As we enter the final weeks of the election campaign, it’s time for both candidates to explain their views on the proper size and role of government.
Republican John McCain promises that if he wins he’ll order “a comprehensive review of all programs, projects and activities of the federal government and then propose a plan to reprioritize where needed and terminate individual programs.” Democrat Barack Obama suggests much the same, saying he “will stop funding wasteful, obsolete federal government programs that make no financial sense.”
We’ve heard such words before. But much like the Energizer bunny, government just keeps growing and growing.
In the current fiscal year, Washington will spend $2.93 trillion - more than 4 times the amount it spent in 1965 when President Lyndon Johnson’s Great Society programs and the Vietnam War helped boost spending to $627.6 billion.
Meanwhile, the government will take in an estimated $2.5 trillion in taxes in the current fiscal year, roughly $22,100 per household.

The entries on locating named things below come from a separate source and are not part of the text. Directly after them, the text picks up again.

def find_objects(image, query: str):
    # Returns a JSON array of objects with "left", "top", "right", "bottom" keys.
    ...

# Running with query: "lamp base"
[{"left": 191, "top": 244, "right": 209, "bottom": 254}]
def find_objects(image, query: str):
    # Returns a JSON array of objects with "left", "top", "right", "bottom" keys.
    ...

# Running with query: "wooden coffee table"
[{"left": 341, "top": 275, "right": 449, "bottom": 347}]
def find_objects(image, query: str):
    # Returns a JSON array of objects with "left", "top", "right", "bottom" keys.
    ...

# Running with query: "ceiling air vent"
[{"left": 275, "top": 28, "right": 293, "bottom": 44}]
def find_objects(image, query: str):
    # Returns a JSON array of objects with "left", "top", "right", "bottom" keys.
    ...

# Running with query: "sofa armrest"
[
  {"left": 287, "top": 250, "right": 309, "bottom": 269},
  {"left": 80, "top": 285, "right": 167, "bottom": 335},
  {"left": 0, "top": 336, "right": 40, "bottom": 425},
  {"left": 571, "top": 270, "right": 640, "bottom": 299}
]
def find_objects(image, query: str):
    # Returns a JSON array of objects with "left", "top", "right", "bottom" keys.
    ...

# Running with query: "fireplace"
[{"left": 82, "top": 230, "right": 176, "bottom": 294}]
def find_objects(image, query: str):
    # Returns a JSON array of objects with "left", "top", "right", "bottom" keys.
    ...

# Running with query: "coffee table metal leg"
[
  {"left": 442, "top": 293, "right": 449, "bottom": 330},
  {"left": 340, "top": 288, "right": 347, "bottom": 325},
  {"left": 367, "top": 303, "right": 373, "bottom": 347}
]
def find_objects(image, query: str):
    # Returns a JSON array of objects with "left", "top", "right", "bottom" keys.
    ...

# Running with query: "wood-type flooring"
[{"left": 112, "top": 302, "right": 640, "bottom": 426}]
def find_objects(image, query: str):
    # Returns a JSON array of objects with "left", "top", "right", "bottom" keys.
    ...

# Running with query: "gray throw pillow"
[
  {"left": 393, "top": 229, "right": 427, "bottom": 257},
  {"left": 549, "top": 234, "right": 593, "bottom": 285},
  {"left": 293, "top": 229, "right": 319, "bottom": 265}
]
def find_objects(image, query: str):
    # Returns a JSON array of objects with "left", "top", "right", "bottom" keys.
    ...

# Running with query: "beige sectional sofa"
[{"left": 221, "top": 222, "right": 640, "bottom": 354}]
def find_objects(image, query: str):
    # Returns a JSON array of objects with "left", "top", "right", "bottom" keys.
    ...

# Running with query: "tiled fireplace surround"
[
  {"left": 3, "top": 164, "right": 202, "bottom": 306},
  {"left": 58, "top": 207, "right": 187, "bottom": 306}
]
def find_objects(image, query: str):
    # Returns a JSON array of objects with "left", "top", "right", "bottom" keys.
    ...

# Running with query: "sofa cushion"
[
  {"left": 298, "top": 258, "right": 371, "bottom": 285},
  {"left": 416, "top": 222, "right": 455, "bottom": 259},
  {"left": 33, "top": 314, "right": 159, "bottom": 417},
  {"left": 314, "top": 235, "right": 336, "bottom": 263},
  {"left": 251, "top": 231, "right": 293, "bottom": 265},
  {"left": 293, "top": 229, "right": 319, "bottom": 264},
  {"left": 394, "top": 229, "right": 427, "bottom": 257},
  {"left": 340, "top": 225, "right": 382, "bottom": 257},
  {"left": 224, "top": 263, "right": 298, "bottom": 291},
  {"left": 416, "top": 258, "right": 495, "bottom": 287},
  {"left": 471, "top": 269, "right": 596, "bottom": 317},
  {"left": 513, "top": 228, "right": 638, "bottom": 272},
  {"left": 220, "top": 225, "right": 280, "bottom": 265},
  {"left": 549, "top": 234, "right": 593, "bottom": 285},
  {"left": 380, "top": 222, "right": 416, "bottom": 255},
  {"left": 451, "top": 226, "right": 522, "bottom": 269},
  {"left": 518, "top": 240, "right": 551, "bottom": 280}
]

Contrary to popular belief - and campaign rhetoric - the explosive growth of government has occurred under Democratic and Republican administrations alike. In truth, the political system is rigged to encourage such growth.
The U.S. Department of Education, for example, will spend more than $68 billion in the current fiscal year. The average taxpayer’s share of this, however, is just $582: $48.50 per month, or $1.60 per day. There aren’t too many taxpayers who will wage war about the Education Department when that’s all it’s costing them.
On the other hand, a whole host of special-interest organizations will fight for every dollar of that $68 billion and more: organizations representing teachers, principals, administrators, school boards, textbook publishers, and so on. Federal funds are essential to these special interests and they will lobby for increases at every turn, as other interest groups lobby for additional funds for their favored programs.
In 2007 alone, more than 15,600 registered lobbyists spent more than $2.8 billion to influence federal legislation and tax and spending policy. According to the Center for Responsive Politics, organized labor alone spent more than $44.3 million on lobbying last year; business interests spent nearly double that amount, an estimated $87.2 million.
Both presidential candidates, on their campaign Web sites, promise to reduce the influence of lobbyists. Sen. Barack Obama’s page opens with a quote from a 2007 speech in which he says: “I am in this race to tell the corporate lobbyists that their days of setting the agenda in Washington are over. … They have not funded my campaign, they will not run my White House, and they will not drown out the voices of the American people when I am president.” Not to be outdone, Sen. John McCain’s Web site offers the following proclamation: “As president, John McCain will see to it that the institutions of self-government are respected pillars of democracy, not commodities to be bought, bartered, or abused.”
But when you look at the candidates’ fund-raising, a different story is revealed: large numbers of contributions - and large amounts of money - from individuals and organizations that want something from Washington. The nonpartisan Center for Responsive Politics estimates that Mr. Obama’s fund-raising from industry and professional groups alone had reached nearly $30 million by June 30; Mr. McCain’s total was an estimated $17.5 million.
What will a President McCain or President Obama do when financial supporters ask for “special consideration”? Probably what other presidents and lesser government officials have been doing in the past: “selling” programs, bartering regulations and spending taxpayer dollars for the benefit of various constituent groups whose votes and contributions they received - and hope to receive again.
Inevitably, special-interest lobbying and the growth of government come at the expense of all citizens and taxpayers, most of whom receive no direct benefit from increased spending. As the late Col. E.C. Harwood, founder of the American Institute for Economic Research, said: “It follows that if there are men in society who are able to get something for nothing, other men must be getting nothing for something.”
Richard Ebeling is a senior research fellow at the American Institute for Economic Research (www.aier.org), Great Barrington, Mass., and is the Shelby C. Davis Visiting Professor in Economics at Trinity College, Hartford, Conn.